141 S. Grand Ave., Los Angeles, (213) 972-3331, http://www.patinarestaurant.com. Entrees, $40 to $48; four-course market menu, $59. No corkage fee Tuesday evenings.

Providence. We're very lucky to have Providence, Michael Cimarusti's elegant seafood restaurant, in L.A. Every ingredient is rigorously sourced. His dishes, especially those on the tasting menu, are inventive and surprising. Service is crisp, and star sightings are not uncommon. Try his charcoal-grilled wild French turbot for two or wild Maine lobster basted in smoked butter. Another option: a serene and sumptuous Friday-only lunch.

5955 Melrose Ave., Los Angeles, (323) 460-4170, http://www.providencela.com. Entrees, $43 to $51; market and chef's menus, $95 to $175 per person.

The Royce at the Langham Huntington. Out with the dated ship models and fusty decor. In with a bright contemporary dining room and beautiful, subtle cooking from Guy Savoy protegé David Féau. His $85 tasting menu is an astonishing bargain for cooking at this level. Wine director Eric Espuny has put together a cellar of about 5,000 selections that covers all the bases. Exceptional dining in Pasadena.

1401 S. Oak Knoll Ave., Pasadena, (626) 585-6410, http://www.roycela.com. Entrees, $35 to $42; tasting menu, $85.

Saam at the Bazaar by José Andrés. The Bazaar from D.C.-based Spanish chef José Andrés takes up the entire ground floor of SLS hotel with its Bar Centro, not one, but two tapas bars — Rojo and Blanca — plus an over-the-top patisserie where you'd fully expect to see the Mad Hatter having tea. It's great fun, but maybe too boisterous for the foodie relatives. So give them a spin around the place and then head behind the bar to Saam, the serene, exclusive dining room where Andrés and his crack team offer an entrancing tasting menu for $120 per person.

SLS Hotel Beverly Hills, 465 S. La Cienega Blvd., Los Angeles, (310) 246-5545, http://www.thebazaar.com/experience/saam. Thursday to Saturday only, $120 per person, by reservation only.
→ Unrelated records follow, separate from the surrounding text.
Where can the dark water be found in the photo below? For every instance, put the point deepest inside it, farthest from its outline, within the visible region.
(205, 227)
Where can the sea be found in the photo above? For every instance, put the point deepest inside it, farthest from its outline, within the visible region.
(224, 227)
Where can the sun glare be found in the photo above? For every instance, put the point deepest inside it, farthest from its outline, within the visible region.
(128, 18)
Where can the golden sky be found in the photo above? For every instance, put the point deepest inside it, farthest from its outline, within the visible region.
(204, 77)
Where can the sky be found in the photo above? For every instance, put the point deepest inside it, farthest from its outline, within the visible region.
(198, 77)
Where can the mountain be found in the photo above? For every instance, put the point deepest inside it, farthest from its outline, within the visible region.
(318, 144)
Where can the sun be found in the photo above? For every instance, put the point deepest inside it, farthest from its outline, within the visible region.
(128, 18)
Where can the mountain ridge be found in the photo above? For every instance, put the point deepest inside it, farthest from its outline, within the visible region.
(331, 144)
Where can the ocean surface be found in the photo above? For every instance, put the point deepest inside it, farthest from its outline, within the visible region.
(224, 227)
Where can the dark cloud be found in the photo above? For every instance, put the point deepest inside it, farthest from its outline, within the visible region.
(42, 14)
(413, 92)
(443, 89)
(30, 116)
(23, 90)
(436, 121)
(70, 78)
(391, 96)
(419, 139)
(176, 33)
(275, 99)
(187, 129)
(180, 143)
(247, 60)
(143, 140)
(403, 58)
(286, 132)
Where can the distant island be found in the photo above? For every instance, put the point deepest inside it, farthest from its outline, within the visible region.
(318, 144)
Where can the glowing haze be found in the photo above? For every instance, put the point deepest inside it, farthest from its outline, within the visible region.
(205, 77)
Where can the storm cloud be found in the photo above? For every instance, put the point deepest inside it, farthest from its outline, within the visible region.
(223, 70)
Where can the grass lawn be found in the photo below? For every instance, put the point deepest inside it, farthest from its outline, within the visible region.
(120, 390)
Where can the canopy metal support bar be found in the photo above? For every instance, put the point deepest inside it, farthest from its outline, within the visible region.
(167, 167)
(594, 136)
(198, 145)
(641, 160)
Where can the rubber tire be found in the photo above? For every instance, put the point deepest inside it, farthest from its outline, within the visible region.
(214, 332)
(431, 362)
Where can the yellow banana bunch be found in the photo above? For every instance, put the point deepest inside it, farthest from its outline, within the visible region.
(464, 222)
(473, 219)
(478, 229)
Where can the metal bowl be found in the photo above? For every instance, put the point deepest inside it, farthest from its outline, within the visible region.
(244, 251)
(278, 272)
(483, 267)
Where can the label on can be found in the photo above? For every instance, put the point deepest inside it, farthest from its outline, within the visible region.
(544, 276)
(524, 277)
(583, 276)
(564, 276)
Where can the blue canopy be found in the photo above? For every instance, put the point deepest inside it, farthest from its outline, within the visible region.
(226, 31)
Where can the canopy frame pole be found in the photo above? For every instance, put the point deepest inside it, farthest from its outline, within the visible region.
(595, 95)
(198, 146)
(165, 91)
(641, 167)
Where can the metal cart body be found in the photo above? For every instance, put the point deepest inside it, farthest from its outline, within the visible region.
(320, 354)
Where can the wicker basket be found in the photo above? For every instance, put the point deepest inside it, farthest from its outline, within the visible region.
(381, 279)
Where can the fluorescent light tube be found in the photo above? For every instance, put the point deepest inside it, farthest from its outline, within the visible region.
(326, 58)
WP24 by Wolfgang Puck at the Ritz-Carlton, Los Angeles. If you want to treat the relatives to dinner and a view, that would be Wolfgang Puck's WP24 on the 24th floor of the Ritz Carlton near L.A. Live with its wraparound view of downtown skyscrapers and the mountains beyond. Go just before dusk to get the full effect, and do come hungry. Lee Hefter and chef de cuisine Sara Johannes' menu includes a swatch of crispy suckling pig with black plum purée, a tasting of dim sum and whole sea bass baked in a fragrant salt crust.